Use Your Data: Scraping PDFs

Part 2: Extracting the data from PDF, cleaning and Analysis

oranyeli samuel
Analytics Vidhya
Published in
6 min readOct 14, 2019

--

Hi there. This article, a continuation from Part 1, which shows in simple steps, how to scrape data from PDFs. If you have not read the previous article, which shows how to automate downloads of attachments from emails, you can read it here.

Before we proceed further, let’s do a check on what our goal is, what we’ve done so far, and what is left to do.

Goal : How much do I owe in back payments for child care? And how do I stop these payment discrepancies from recurring?

Steps to achieve goal:

  1. Download attachments from email that contain statement of entitlements (these PDFs contain relevant data such as number of hours spent per child at the daycare, childcare subsidy paid by Centrelink, and the balance to be paid by the parents).
  2. Extract the data from the PDFs.
  3. Clean the data.
  4. Run some analysis. Check the amounts and find out how much is outstanding.

Item 1 has been achieved. Let’s work on the remaining items.

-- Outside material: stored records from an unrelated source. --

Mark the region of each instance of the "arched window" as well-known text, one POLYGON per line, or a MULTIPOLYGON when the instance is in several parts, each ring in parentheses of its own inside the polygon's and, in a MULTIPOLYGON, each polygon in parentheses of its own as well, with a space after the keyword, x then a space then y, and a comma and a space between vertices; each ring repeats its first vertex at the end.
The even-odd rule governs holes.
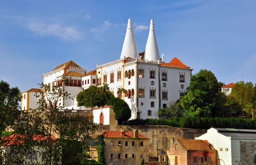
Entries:
POLYGON ((126 71, 125 72, 125 77, 128 77, 128 72, 127 71, 126 71))
POLYGON ((151 107, 154 107, 154 102, 153 101, 151 101, 150 103, 150 106, 151 107))
POLYGON ((134 76, 134 70, 133 69, 131 70, 131 76, 134 76))
POLYGON ((131 89, 131 96, 134 96, 134 89, 131 89))
POLYGON ((166 105, 166 104, 163 104, 163 108, 166 108, 167 107, 167 105, 166 105))
POLYGON ((129 70, 128 71, 128 79, 130 79, 131 78, 131 70, 129 70))
POLYGON ((129 89, 128 90, 128 99, 131 99, 131 90, 130 89, 129 89))
POLYGON ((152 116, 152 112, 150 110, 148 111, 148 116, 152 116))
POLYGON ((104 117, 103 116, 103 114, 102 113, 100 114, 99 119, 99 123, 103 124, 104 122, 104 117))

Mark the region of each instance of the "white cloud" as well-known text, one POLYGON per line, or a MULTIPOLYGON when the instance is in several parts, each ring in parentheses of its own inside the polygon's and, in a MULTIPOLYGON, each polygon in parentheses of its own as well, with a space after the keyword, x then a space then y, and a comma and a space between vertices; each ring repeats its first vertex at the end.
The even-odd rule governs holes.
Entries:
POLYGON ((57 24, 45 24, 40 22, 30 21, 27 25, 29 29, 38 35, 53 36, 64 40, 81 40, 81 34, 75 28, 61 26, 57 24))
POLYGON ((90 31, 93 33, 102 33, 109 29, 109 27, 113 25, 113 23, 108 21, 104 21, 103 24, 99 27, 92 28, 90 29, 90 31))
POLYGON ((91 18, 91 17, 90 17, 90 14, 86 14, 84 17, 84 20, 87 21, 87 20, 90 20, 90 18, 91 18))
POLYGON ((143 30, 147 30, 148 27, 147 26, 144 26, 143 25, 139 25, 135 27, 134 31, 136 32, 140 32, 143 30))

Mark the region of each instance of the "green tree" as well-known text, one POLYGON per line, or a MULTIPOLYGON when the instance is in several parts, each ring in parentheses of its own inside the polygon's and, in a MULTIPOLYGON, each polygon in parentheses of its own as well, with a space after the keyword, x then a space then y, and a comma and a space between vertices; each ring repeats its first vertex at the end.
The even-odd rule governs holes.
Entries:
POLYGON ((203 77, 193 77, 186 94, 180 100, 185 116, 209 117, 213 106, 209 84, 203 77))
POLYGON ((256 85, 251 82, 237 82, 232 88, 230 94, 238 101, 247 116, 254 119, 256 116, 256 85))
POLYGON ((112 98, 108 102, 108 105, 113 107, 115 118, 119 124, 122 124, 123 121, 127 121, 131 118, 131 111, 125 101, 119 97, 112 98))
POLYGON ((114 97, 109 91, 105 92, 96 86, 90 86, 88 88, 80 92, 76 97, 78 106, 86 107, 98 107, 105 106, 107 100, 114 97))
POLYGON ((19 102, 21 100, 18 87, 11 87, 5 81, 0 81, 0 136, 6 128, 14 124, 19 114, 19 102))

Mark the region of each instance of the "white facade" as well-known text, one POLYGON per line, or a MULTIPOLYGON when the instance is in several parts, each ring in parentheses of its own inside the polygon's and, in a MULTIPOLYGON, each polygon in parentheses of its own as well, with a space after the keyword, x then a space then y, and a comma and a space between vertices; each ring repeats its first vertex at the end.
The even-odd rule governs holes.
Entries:
MULTIPOLYGON (((241 162, 243 160, 248 161, 244 159, 245 157, 250 157, 240 149, 241 145, 244 145, 241 142, 256 142, 256 130, 211 128, 207 133, 195 139, 207 140, 218 150, 218 165, 241 165, 244 164, 241 162)), ((246 150, 252 152, 253 156, 256 153, 256 149, 251 152, 248 148, 246 150)), ((249 158, 253 162, 254 158, 249 158)))

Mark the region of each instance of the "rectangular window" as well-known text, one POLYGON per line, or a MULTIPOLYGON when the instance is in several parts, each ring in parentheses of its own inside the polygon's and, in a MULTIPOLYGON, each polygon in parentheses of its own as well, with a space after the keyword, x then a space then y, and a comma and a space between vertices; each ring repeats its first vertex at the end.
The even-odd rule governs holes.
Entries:
POLYGON ((194 162, 197 163, 197 156, 194 156, 194 162))
POLYGON ((165 162, 165 156, 162 156, 162 162, 165 162))
POLYGON ((77 86, 77 80, 74 80, 74 84, 73 85, 74 86, 77 86))
POLYGON ((207 162, 208 163, 211 163, 212 160, 211 160, 211 156, 208 156, 207 157, 207 162))
POLYGON ((201 156, 201 162, 203 163, 204 160, 204 156, 201 156))
POLYGON ((140 146, 143 147, 143 142, 140 142, 140 146))

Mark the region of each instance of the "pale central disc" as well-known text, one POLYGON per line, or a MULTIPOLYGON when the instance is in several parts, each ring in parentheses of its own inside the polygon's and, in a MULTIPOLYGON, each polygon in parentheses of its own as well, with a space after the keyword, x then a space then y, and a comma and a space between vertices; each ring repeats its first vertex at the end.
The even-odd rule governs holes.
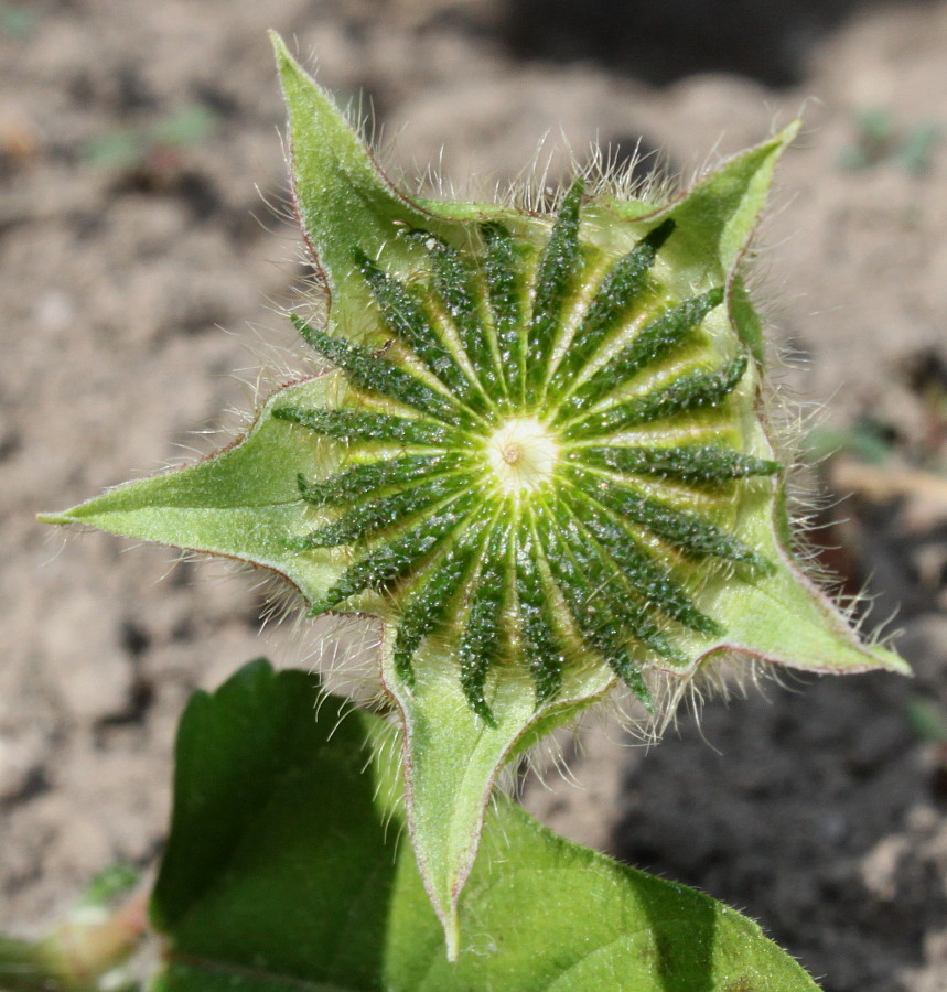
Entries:
POLYGON ((535 489, 552 475, 559 445, 532 417, 507 420, 486 443, 486 455, 502 488, 535 489))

We will be using Python and some third party libraries to achieve our goal.

Extract the data from the PDF

A sample PDF has been provided here — the original document cannot be used due to its sensitive nature. Our goal specifically is to extract all the tables from the PDF. Please note that the PDF has to be text based, not scanned documents. If you can click and drag to select text in your table in a PDF viewer, then the PDF is text-based. Below is a portion of the sample PDF.

To extract the tables from the PDF, we will use a powerful third party library called Camelot. Camelot’s syntax is simple:

Simple right? Just use the read_pdf method and you have your table. If the pages of the PDF are more than one, the syntax becomes :

You could also set the pages as a range (1, 4–10, …).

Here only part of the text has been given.